The relationship isn’t just for North Korea’s benefit. Philipp and China Decoding believe that the Jiang faction still controls many of the diplomatic missions, including the mission to North Korea. If so, North Korea would be one of the Jiang factions most important and powerful bargaining chips. Nuclear tests and other activities can be used to distract the global and national Chinese media from developments within China.
President Xi may well be prepared to take a less favorable position towards North Korea. However, Xi may lack the internal influence needed to actually bring North Korea under control or to even influence the Chinese government. Kim Jong Un may be taking marching orders, or at least guidance from the Jiang faction.
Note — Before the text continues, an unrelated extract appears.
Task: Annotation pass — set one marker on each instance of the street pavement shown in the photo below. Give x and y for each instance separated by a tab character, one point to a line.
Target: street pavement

The Jiang faction, in turn, can use North Korea to create distractions, and to cast a bad light on the Xi presidency. How influential or effective can Xi be if he can’t even bring North Korea to heel?
Philip notes that before President Xi met with President Trump, the Trump Administration was quite antagonistic towards China and especially its stance on North Korea. Following their April meetings at Mar-a-Lago, Trump warmed quickly to Xi, calling the Chinese President a “good man”, and showering him with other praises. Some media outlets went as far as to label the relationship a “bromance.”
Philipp believes that the meeting allowed President Xi to explain his position more fully, and to shed light on the simmering rivalry between his camp and the Jiang faction. Xi may have been able to convince Trump that, as of right now, he doesn’t have much direct control over North Korea as he’s still trying to reign in the diplomatic missions. If this conversation did occur, it’d help explain Trump’s quick warming to the Chinese President and their apparent “bromance.”
For now, much of the above remains speculation. However, the rivalry between the Jiang faction and President Xi offers a compelling theory to explain China’s seeming reluctance to reign North Korea in. Xi might simply lack the internal influence to actually do so, while Jiang may be holding onto North Korea as a sort of last resort and reliable tool to foment distractions. President Trump has been back on the offensive, bombarding China with more accusations of being “useless” as North Korea has continued to advance its nuclear and missile technologies. The Chinese government did green-light increased United Nations sanctions last week, perhaps hinting that Xi is expanding his influence in the diplomatic circles, and is willing to reign North Korea in.